Our manic and compulsive building of ever more highways to ever more suburbs further out in the agricultural and woodlands (displacing wolves and bears and deer - they are NOT invading our habitat ---> we are invading their habitat), and building ever more and larger houses (more cubic feet to heat and air condition) with the merest lip service to insulation and energy management. This is problem number one. That's where I side with Amory Lovins and his works on housing and architecture.
Kunstler really raises two "core" hydrocarbon issues with agriculture--
1. Hydrocarbon ag chemicals
2. Hydrocarbon fuels.
The hydrocarbon ag chemicals are the nitrogen fertilizers that use "by-product" hydrogen from petroleum refineries. While easier said then done - petroleum refinery by-products and reformer gas will price themselves out of the market and be replaced with other hydrogen sources. Meanwhile, the pesticides and herbicides are complex products at the end of a long chain of synthetic organic chemistry from the petroleum refinery -- and given the creativity of synthetic organic chemists, these herbicides and pesticides could just as easily come from biomass feed stocks or coal (original source in the days of coke ovens for the steel industry).

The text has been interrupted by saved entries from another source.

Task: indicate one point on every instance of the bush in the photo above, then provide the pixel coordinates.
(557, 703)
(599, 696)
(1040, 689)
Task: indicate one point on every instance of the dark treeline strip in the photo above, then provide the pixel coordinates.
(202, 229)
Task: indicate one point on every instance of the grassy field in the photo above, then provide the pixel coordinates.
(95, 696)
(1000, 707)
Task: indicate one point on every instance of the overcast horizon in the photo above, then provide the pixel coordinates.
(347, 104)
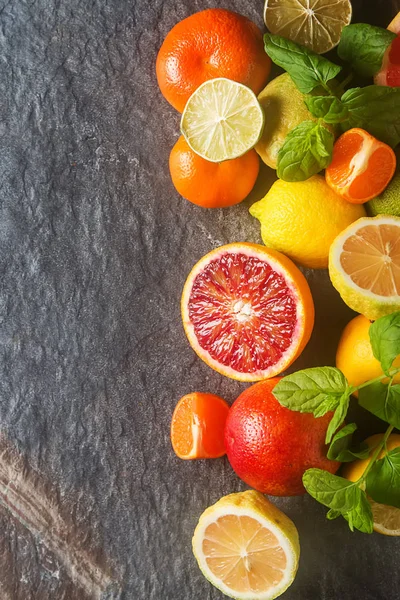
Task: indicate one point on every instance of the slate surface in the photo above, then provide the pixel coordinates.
(95, 245)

As to hydrocarbon fuels -- agriculture equipment will inevitably be modified to run on synthetic natural gas from, for example, anaerobic digestion of farm waste and sewage. See
- and I Googled and Dialog'ed and ChemAbs'ed this -- this is moving very rapidly in our "Big Ten" schools -- and in the mid-west. It is real.
I agree with Kunstler that there will be dislocations and adjustments -- but I disagree that we will go back to a labor intensive, local agriculture.
As to the suburbs and land use issues generally, I have to go along with the Berkeley CA founded (credit to Stu Cohen, a real "San Francisco-Berkeley" activist) and based - mass transit, mass transit, mass transit, pedestrian friendly, pedestrian friendly, pedestrian friendly, transit friendly, transit friendly, transit friendly, high density housing, high density housing, high density housing. Stu advocates a return to the multi-use neighborhoods that existed before the highway building and suburb building boom of the 1940's (when most kids walked to school, most people walked to neighborhood shopping, most people took mass transit to work.... ).